По пароходу тогда бродил вместе с горьковато-соленым ветром беспокойный и радостный дух дальних странствий. Наверно, не только лично в моем представлении, но и в душе моего поколения — «комсомольцев первых пятилеток», как называют нас, — беспокойное и радостное дыхание большого пути связано с накрененной палубой или мерным перестуком вагонных колес, с протяжными низкими гудками паровозов и кораблей. Не с рейсами скоростных самолетов.
...Уже не облака, а туман за окном — как взбудораженная растрепанная вата. Солидный, как бы железный шлепок. Сели. Кто-то кричит: «Лондон!» Из кабины пилота выходят капитан нашего Ту-104 и штурман-англичанин. Капитана «Товарищи! Посадка произведена в Мэнстоуне!» Англичанин: «Лондон закрыт туманом. Здесь мы сели на военный аэродром. Вам придется подождать некоторое время в самолете». Дальше — больше: выясняется, что этот аэродром — американская военная база. В прямоугольнике запасного люка, ведущего из кабины пилотов наружу, видны два офицера в серо-голубом, стройные, подтянутые, и африканец в хаки.
Сидим. Ждем, Как всегда в подобных случаях, минуты кажутся часами, а часы — годами. Из круглого окошка нашего салона видна сплошь серая бетонная площадь этого американского военного аэродрома. Около самолета — спорящие голоса. Один с типично английским произношением, другой — с американским. Кажется, нам снова придется подниматься в воздух и лететь в Лондон.

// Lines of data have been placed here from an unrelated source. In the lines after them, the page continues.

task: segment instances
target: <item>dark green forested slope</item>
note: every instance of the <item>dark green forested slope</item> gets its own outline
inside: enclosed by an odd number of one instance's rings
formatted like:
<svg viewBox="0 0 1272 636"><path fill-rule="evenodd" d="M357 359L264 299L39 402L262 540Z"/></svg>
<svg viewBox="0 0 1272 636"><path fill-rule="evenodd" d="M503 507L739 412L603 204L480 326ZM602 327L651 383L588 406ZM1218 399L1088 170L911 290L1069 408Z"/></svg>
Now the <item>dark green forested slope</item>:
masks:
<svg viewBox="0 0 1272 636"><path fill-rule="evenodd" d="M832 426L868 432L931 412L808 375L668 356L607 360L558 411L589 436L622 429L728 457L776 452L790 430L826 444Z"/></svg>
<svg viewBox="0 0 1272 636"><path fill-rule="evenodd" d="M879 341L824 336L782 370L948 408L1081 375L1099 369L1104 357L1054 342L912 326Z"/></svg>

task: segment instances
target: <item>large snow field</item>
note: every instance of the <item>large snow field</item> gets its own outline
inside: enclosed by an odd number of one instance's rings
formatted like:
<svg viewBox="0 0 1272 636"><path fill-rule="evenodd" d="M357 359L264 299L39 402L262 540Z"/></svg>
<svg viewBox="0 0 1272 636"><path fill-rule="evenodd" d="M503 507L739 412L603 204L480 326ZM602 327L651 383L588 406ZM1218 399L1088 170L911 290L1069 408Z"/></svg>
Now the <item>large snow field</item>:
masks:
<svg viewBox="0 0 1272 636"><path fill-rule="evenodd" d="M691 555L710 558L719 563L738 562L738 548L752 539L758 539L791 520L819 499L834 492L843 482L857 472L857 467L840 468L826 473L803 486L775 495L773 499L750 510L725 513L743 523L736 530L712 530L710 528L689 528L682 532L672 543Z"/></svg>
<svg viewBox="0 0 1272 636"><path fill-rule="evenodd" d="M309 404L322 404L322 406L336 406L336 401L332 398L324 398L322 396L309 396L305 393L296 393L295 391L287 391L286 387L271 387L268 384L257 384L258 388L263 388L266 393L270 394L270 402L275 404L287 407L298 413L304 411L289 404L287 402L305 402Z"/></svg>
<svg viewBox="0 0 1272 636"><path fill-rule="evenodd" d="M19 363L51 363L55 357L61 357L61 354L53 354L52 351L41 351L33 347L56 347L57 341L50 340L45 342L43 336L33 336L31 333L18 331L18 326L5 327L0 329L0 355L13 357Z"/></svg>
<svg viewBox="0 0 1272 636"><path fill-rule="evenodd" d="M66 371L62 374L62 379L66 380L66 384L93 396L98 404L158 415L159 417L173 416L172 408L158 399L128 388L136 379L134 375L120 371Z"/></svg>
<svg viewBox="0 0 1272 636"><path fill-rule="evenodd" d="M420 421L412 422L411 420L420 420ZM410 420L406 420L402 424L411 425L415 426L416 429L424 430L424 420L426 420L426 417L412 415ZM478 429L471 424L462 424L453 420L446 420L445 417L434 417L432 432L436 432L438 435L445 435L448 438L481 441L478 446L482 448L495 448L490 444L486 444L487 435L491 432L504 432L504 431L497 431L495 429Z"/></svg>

Сто лет ждем в прилетевшем самолете. Может, не 1956-й год сейчас, а... какой?
Вошел таможенник — сутуловатый приветливый старичок, который явно хотел как можно скорей провести таможенную процедуру. Он, улыбаясь, промурлыкал: «Морнинг, морнинг» (с добрым утром), что, казалось бы, означало «все в порядке». Но мы продолжаем сидеть. По-видимому, таможеннику доставляло удовольствие подарить нам характерную частицу своей родины — прославленную английскую вежливость, порой даже автоматическую...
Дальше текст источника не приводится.